Smoking is one of the strongest known risk factors for SIDS, and it disqualifies a parent from the framework regardless of how many other criteria are met. The same applies to alcohol or any substance that deepens sleep, including over-the-counter medications like antihistamines or sleep aids. Even one drink before bed changes a parent’s arousal threshold enough to increase risk.
How This Differs From Official Medical Advice
The American Academy of Pediatrics takes a firmer stance. Its 2022 guidelines recommend against bed-sharing under any circumstances. The AAP advises that babies sleep in the parents’ room, close to the parents’ bed, but on a separate surface designed for infants, ideally for the first year and at minimum for the first six months. Their position is that no set of precautions makes bed-sharing as safe as a separate sleep space.
La Leche League and other breastfeeding advocacy organizations counter that many parents end up bed-sharing whether they plan to or not, especially when breastfeeding multiple times per night. From this perspective, giving families a clear set of risk-reduction criteria is more realistic than a blanket prohibition that some parents will quietly ignore without knowing which specific factors actually raise the danger. The Safe Sleep 7 exists in this gap between ideal recommendations and real-world infant sleep.
This tension is worth understanding because it affects how you evaluate the information. The AAP guidelines are based on population-level data that show bed-sharing increases risk overall. The Safe Sleep 7 argues that risk is not evenly distributed, and that a nonsmoking, sober, breastfeeding mother on a firm mattress with a healthy full-term baby faces a very different level of risk than a household where those conditions aren’t met. Both positions draw on real evidence, but they prioritize different things: one prioritizes eliminating risk entirely, the other prioritizes reducing risk within a common behavior.

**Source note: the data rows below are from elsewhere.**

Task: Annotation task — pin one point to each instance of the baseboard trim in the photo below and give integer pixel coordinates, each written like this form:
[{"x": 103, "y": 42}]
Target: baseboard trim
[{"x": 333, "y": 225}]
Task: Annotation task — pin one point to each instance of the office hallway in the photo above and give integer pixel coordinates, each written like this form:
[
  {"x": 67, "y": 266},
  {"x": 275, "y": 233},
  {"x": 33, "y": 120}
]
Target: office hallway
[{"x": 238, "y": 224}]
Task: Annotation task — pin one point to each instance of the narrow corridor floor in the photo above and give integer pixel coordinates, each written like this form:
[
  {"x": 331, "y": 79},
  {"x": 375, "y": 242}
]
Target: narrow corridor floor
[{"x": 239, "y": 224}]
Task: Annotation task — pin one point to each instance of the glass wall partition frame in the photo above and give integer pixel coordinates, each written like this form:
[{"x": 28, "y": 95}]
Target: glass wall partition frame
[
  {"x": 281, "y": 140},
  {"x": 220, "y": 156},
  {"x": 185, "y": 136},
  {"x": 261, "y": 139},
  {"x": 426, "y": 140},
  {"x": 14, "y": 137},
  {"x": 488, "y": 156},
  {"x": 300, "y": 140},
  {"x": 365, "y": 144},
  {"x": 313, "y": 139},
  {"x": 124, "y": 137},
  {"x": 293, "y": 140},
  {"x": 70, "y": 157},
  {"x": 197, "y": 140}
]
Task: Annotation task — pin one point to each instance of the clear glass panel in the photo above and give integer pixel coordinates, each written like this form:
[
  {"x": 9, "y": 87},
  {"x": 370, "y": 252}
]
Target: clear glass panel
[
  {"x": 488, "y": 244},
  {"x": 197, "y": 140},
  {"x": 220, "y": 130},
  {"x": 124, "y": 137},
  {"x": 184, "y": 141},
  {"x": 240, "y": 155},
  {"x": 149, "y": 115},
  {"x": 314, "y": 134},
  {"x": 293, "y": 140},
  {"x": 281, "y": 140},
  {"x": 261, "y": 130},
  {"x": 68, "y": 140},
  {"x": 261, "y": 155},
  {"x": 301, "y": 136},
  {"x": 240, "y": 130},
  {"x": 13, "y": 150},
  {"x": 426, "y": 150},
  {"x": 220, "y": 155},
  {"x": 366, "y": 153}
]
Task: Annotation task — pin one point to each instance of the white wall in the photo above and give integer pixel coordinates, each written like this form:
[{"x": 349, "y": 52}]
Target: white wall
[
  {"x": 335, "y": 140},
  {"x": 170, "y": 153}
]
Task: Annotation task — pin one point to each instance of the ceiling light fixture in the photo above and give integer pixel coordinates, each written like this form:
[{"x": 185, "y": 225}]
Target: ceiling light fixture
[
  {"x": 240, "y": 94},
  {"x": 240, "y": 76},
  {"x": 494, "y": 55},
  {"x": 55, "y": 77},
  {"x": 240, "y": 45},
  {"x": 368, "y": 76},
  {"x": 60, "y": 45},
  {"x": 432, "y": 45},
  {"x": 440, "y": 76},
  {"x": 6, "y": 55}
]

Planned vs. Unplanned Bed-Sharing
One of the strongest practical arguments for knowing the Safe Sleep 7, even if you don’t plan to bed-share, is that unplanned bed-sharing is common and particularly dangerous. A parent who falls asleep on a couch while nursing at 3 a.m., or who pulls a baby into a bed surrounded by pillows and heavy blankets after days of sleep deprivation, is in a far riskier situation than one who has prepared the environment in advance.

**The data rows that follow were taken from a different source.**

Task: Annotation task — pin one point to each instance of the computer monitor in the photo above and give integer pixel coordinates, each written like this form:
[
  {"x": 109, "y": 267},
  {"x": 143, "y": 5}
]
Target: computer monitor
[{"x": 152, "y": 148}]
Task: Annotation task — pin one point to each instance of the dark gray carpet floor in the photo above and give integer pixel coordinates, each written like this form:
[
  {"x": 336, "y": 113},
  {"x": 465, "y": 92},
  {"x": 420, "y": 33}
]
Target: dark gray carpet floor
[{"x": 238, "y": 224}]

If there’s any possibility you might fall asleep while feeding your baby, the AAP itself acknowledges this reality. Their guidance suggests that if you bring a baby into your bed to feed or comfort them, you should at minimum remove pillows, sheets, blankets, and anything that could cover the baby’s face. That advice overlaps meaningfully with the Safe Sleep 7’s environmental requirements, even though the two frameworks disagree on whether intentional bed-sharing can ever be recommended.